Antimicrobial activity was determined against yeast-like fungi Candida albicans KMM 455 from the Collection of Marine Microorganisms PIBOC FEBRAS in liquid nutrient media. Test culture of C. albicans was cultured in a Petri dish at 37 °C for 24 h on solid medium Mueller Hinton broth with agar—16.0 g/L.

The assays were performed in 96-well microplates in appropriate Mueller Hinton broth. Each well contained 90 µL of yeast-like fungi C. albicans suspension (109 CFU/mL). Then, was added 10 µL of the extracts diluted at 10% DMSO at final concentrations of 100 μg/mL or compounds 1–4. Culture plates were incubated overnight at 37 °C, and the OD620 was measured using a Multiskan Spectrum spectrophotometer (Thermo Labsystems Inc., Beverly, MA, USA). All experiments were carried out twice in triplicate. The antimicrobial activity of the extracts was evaluated in comparison with the negative control by the change in optical density and expressed as % inhibition of bacterial growth. Nitrofungin was used as a positive control in a concentration of 1 mg/mL; 1% DMSO solution in dH2O was used as a negative control.

3.14.4 Radical scavenging assay

DPPH radical scavenging activity of compounds or fungal extracts or compounds 1–4 were tested as described [64] with minor modifications. The compounds or fungal extracts were dissolved in DMSO, and the solutions the compounds, fungal extracts, or quercetin (Sigma-Aldrich, Steinheim, Germany) as a positive control (120 µL) were dispensed into wells of a 96-well microplate. In all of them, 30 µL of the DPPH (Sigma-Aldrich, Steinheim, Germany) solution in MeOH (0.75 mM) was added to each well. The concentrations of compounds and quercetin in mixture were 0.1–100.0 µM. The concentrations of fungal extracts in mixture were 0.1–100.0 µg.
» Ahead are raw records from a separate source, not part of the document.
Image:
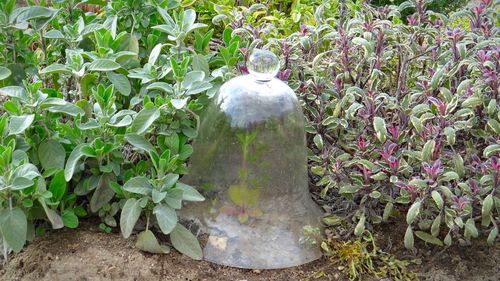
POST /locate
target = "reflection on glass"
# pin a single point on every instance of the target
(250, 162)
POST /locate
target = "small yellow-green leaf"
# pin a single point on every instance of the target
(380, 128)
(408, 239)
(413, 212)
(428, 238)
(146, 241)
(427, 150)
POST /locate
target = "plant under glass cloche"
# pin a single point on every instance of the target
(250, 163)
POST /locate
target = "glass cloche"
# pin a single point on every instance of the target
(250, 162)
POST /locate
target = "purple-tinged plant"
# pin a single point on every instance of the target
(434, 170)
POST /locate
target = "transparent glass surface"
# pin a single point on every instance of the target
(250, 163)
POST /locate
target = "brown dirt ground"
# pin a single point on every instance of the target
(89, 254)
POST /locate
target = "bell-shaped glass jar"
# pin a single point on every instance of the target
(250, 163)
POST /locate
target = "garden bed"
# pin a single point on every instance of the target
(89, 254)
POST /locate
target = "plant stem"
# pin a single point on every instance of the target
(44, 47)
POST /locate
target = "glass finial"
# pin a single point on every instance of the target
(263, 65)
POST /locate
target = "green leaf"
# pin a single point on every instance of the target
(138, 185)
(103, 193)
(53, 217)
(185, 242)
(447, 240)
(20, 183)
(472, 101)
(437, 77)
(488, 204)
(18, 124)
(27, 170)
(380, 128)
(144, 119)
(494, 125)
(170, 181)
(54, 34)
(130, 214)
(179, 103)
(69, 218)
(449, 176)
(147, 242)
(458, 162)
(413, 212)
(435, 226)
(14, 92)
(51, 154)
(450, 135)
(58, 186)
(428, 238)
(73, 158)
(14, 228)
(408, 239)
(189, 193)
(121, 83)
(387, 211)
(4, 73)
(492, 236)
(470, 228)
(161, 86)
(139, 142)
(155, 53)
(360, 226)
(427, 150)
(166, 218)
(103, 65)
(56, 68)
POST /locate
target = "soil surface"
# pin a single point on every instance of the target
(87, 253)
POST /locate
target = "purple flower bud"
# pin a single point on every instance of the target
(362, 144)
(474, 186)
(394, 131)
(412, 20)
(459, 202)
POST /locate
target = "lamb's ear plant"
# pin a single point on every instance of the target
(157, 195)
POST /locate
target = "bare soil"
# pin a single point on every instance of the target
(87, 253)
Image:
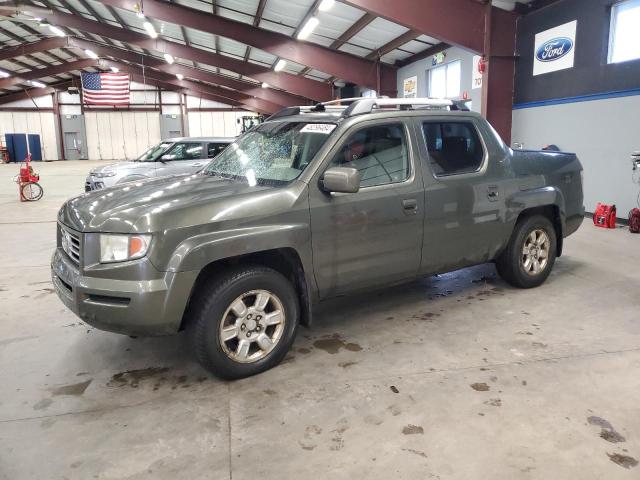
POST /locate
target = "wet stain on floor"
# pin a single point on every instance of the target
(480, 387)
(75, 389)
(43, 404)
(347, 364)
(415, 452)
(334, 343)
(607, 432)
(132, 378)
(413, 430)
(8, 341)
(624, 461)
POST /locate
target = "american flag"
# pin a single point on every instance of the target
(105, 88)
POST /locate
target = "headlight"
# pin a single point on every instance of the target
(109, 173)
(119, 248)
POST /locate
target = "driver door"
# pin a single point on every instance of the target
(182, 158)
(372, 237)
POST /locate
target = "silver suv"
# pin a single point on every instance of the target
(175, 156)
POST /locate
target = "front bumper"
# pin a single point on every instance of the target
(131, 307)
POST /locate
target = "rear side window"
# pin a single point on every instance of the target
(454, 147)
(379, 153)
(213, 149)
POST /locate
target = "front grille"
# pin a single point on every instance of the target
(70, 242)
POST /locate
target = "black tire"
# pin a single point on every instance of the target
(32, 191)
(511, 263)
(211, 304)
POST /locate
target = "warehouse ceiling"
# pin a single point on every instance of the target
(261, 49)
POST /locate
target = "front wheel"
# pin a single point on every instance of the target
(244, 322)
(31, 191)
(531, 253)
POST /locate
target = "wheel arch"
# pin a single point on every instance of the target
(285, 261)
(552, 212)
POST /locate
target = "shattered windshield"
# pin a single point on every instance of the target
(153, 153)
(274, 152)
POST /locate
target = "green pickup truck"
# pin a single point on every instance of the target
(315, 202)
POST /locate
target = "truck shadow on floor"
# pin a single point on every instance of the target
(334, 320)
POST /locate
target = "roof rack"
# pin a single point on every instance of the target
(362, 105)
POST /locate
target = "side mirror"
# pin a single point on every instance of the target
(341, 180)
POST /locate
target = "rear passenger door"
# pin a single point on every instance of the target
(463, 176)
(372, 237)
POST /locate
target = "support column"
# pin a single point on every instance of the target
(498, 82)
(57, 121)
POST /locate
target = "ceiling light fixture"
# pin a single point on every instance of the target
(151, 30)
(326, 5)
(57, 31)
(308, 27)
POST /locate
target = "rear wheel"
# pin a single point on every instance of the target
(32, 191)
(244, 322)
(531, 253)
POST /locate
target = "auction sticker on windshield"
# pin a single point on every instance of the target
(324, 128)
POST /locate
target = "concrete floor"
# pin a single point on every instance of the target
(453, 377)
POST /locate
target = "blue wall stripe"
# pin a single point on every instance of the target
(578, 99)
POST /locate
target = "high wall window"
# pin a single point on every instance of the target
(444, 81)
(623, 37)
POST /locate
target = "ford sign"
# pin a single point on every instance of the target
(554, 49)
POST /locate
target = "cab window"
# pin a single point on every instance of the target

The plates were incubated in the dark at room temperature for 30 min, and then the absorbance was measured at 517 nm with a Multiskan FC microplate photometer (Thermo Scientific, Waltham, MA, USA). The negative control contained no test compound. The results are presented as percentages of the negative control (DMSO) data.

3.14.5 Statistical data evaluation

All data were obtained twice in three independent replicates and calculated values were expressed as a mean ± standard error mean (SEM). Student’s t-test was performed using SigmaPlot 14.0 (Systat Software Inc., San Jose, CA, USA) to determine statistical significance. The differences were considered statistically significant at p < 0.05.